Giovedì 20 maggio 2021, il ministro dell’Istruzione Patrizio Bianchi su delega del presidente del Consiglio e i segretari generali di Cgil, Cisl e Uil Maurizio Landini, Luigi Sbarra e Pierpaolo Bombardieri hanno firmato un patto per la scuola. Non un contratto né  una dichiarazione di intenti ma un impegno strategico e organizzativo per raggiungere uno scopo comune concordato: rilanciare la scuola come infrastruttura strategica per la ripresa e come sistema.

Uno scopo da far tremare le vene ai polsi, da  attuare attraverso un patto che lega i firmatari sulla base del dichiararsi parte della stessa comunità nazionale e sulla fiducia reciproca dell’esito delle azioni. Patrizio Bianchi ripropone così il metodo adottato con successo nel patto per il lavoro dell’Emilia Romagna in cui 50 soggetti pubblici e privati concordarono  il percorso per dimezzare la disoccupazione, per aumentare il valore aggiunto della regione del 10 per cento annuo, per  innovare il sistema produttivo: patto basato su coesione e innovazione che ha consentito in tre anni di raggiungere tutti gli obiettivi.

La più grande organizzazione

Il sistema dell’istruzione è la più grande organizzazione italiana non solo per il numero di addetti come insegnanti e personale scolastico e per il valore delle risorse impegnate ma anche per numero di destinatari come studenti, famiglie, imprese. Un sistema cruciale ma tradizionalmente in affanno per risorse insufficienti, per modelli organizzativi e didattici antiquati, per una burocrazia pesante, per relazioni sindacali spesso corporative e paralizzanti. E ora in più percosso dallo tsunami della pandemia.

Il patto per la scuola rovescia il modello tradizionale negoziale centrato sulla distribuzione delle insufficienti risorse e sui rapporti di forza. Si condividono in quel patto una visione e una missione alte e sfidanti. Si concorda un metodo progettuale e obbiettivi comuni misurabili. Si accede a un accresciuto volume delle risorse assicurate dal Pnrr, dai Pon e dai Por. Si firmano accordi concreti fin d’ora.

Ineguaglianze

La visione condivisa è quella che la scuola che deve e può superare le ineguaglianze territoriali e sociali, la povertà educativa, gli abbandoni scolastici, l’esorbitante numero di Neet, la difficoltà a sostenere l’occupabilità dei giovani. La missione condivisa è di ridare centralità alla scuola considerandola risorsa infrastrutturale per lo sviluppo sostenibile, entro lo sforzo europeo del Next Generation Eu, ossia la prima delle riforme richieste dal Pnrr. Non una nuova legge ma un processo di rilancio della scuola come sistema innovando la scuola dell’autonomia, le strutture centrali e periferiche dell’istruzione, le competenze e la dignità degli insegnanti e del personale della scuola.
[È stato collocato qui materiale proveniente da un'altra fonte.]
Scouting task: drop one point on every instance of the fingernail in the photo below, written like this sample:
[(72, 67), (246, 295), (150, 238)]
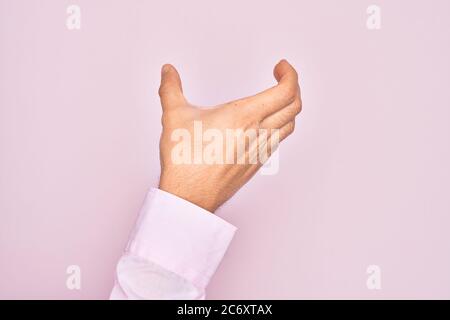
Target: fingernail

Il metodo progettuale prevede la partecipazione non solo da parte dei dirigenti del sistema educativo e dei sindacati ma anche e soprattutto degli insegnanti, degli allievi, delle famiglie, dei territori, dei sistemi di produzione di beni e servizi: i patti educativi sul territorio. Obiettivi di cambiamento strutturale come maggiore digitalizzazione, più sicurezza sanitaria, interventi di edilizia scolastica, riduzione degli adulti per classe, potenziamento delle scuole d’infanzia, passaggio degli allievi dell’Its da 19 mila a 100 mila, un avvicinamento ai novecento mila della Germania, e molto altro. Il patto di maggio in questo quadro di assunzione pattizia di responsabilità rende possibili anche accordi che sembravano finora impervi.

Assunzioni

Sono state concordate misure programmatorie per assicurare il 1 settembre la presenza di ogni figura professionale prevista nell’organico. È stata decisa l’assunzione di 70 mila precari, attraverso una modalità di selezione docenti che non sacrifica il merito. Sono state stanziate risorse per la formazione iniziale e continua di insegnanti e dirigenti scolastici.

 In sintesi le tre novità del patto per la scuola sono: a) una strategia condivisa del ministro, del Governo, dell’Europa che mette la scuola al centro del Pnrr; b) un patto fra il più grande datore di lavoro italiano e i sindacati che si impegnano ad innovare insieme e non solo a negoziare; c) una ipotesi di un percorso organizzativo fra le istituzioni formative nazionali e regionali e le persone.

Un patto di coesione e innovazione non solo sul “perché” ma anche sul “cosa” e sul “come”. Non sarà facile ma non ci saranno molte altre occasioni come questa.